These days you can’t walk down the grocery store aisle without seeing a food product that’s touting some sort of nutritional benefit. Be it calcium-fortified waffles, Splenda with fiber, or a box of Froot Loops with the “smart choice” check mark – you have to ask yourself, Really? We’re inundated with crazy messages about food. It’s overwhelming!

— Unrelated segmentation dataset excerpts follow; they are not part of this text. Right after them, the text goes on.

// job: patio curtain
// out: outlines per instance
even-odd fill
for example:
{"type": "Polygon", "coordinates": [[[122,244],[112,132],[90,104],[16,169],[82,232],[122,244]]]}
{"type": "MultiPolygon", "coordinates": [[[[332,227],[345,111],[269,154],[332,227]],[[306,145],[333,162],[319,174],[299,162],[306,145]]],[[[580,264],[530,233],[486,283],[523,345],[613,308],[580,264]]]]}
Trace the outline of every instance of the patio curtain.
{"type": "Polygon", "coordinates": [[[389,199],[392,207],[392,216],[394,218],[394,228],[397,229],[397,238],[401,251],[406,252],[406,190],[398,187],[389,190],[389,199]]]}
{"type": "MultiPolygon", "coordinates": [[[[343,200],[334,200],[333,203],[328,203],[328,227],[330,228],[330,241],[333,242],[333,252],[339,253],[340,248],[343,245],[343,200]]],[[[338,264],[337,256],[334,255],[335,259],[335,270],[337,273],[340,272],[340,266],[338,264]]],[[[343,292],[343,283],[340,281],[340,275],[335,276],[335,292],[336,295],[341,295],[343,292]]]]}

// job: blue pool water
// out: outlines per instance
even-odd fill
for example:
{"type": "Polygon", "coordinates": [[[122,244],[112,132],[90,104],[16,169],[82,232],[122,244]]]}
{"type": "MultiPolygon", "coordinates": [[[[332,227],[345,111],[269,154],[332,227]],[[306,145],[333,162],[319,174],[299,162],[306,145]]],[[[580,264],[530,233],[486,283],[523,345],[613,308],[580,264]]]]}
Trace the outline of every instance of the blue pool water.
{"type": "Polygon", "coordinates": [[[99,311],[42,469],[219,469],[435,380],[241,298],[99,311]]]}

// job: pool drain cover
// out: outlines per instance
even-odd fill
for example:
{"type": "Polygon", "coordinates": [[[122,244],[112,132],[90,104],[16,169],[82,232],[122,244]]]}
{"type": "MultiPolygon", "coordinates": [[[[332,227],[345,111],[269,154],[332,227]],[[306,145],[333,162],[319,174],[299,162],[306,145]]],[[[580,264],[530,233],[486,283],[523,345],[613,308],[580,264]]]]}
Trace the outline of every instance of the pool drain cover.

That’s why Michael Pollan, writer and food advocate, wants to get back to our roots. Aside from marketing and the food pyramid, what guides our judgment of what’s healthy? Our cultural knowledge should keep us on track (i.e. the little things passed on from mom and dad or that we just learn in passing). Whether you realize it or not, we all have little rules that we eat by. These rules shape our understanding of food, nourishment and health. Pollan says: “…culture still has a lot to teach us about how to choose, prepare and eat food, and this popular wisdom is worth preserving — perhaps today more than ever, in this era of dazzling food science, supersize portions and widespread dietary confusion.”
So, he’s working on a book to keep our collective cultural knowledge of eating from slipping through the cracks. Pollan gathered thousands of personal rules about eating and calls it a “collection of genuinely useful and nutritionally sound examples of popular wisdom about eating.”
As a taste, the first 20 are published in the NYT’s magazine.
A few of my favorites….
“You don’t get fat on food you pray over.”
“Avoid snack foods that end with the “OH” sound in their names: Doritos, Fritos, Cheetos, Tostitos, Hostess Ho Hos, Etc.”
“It’s better to pay the grocer than the doctor.”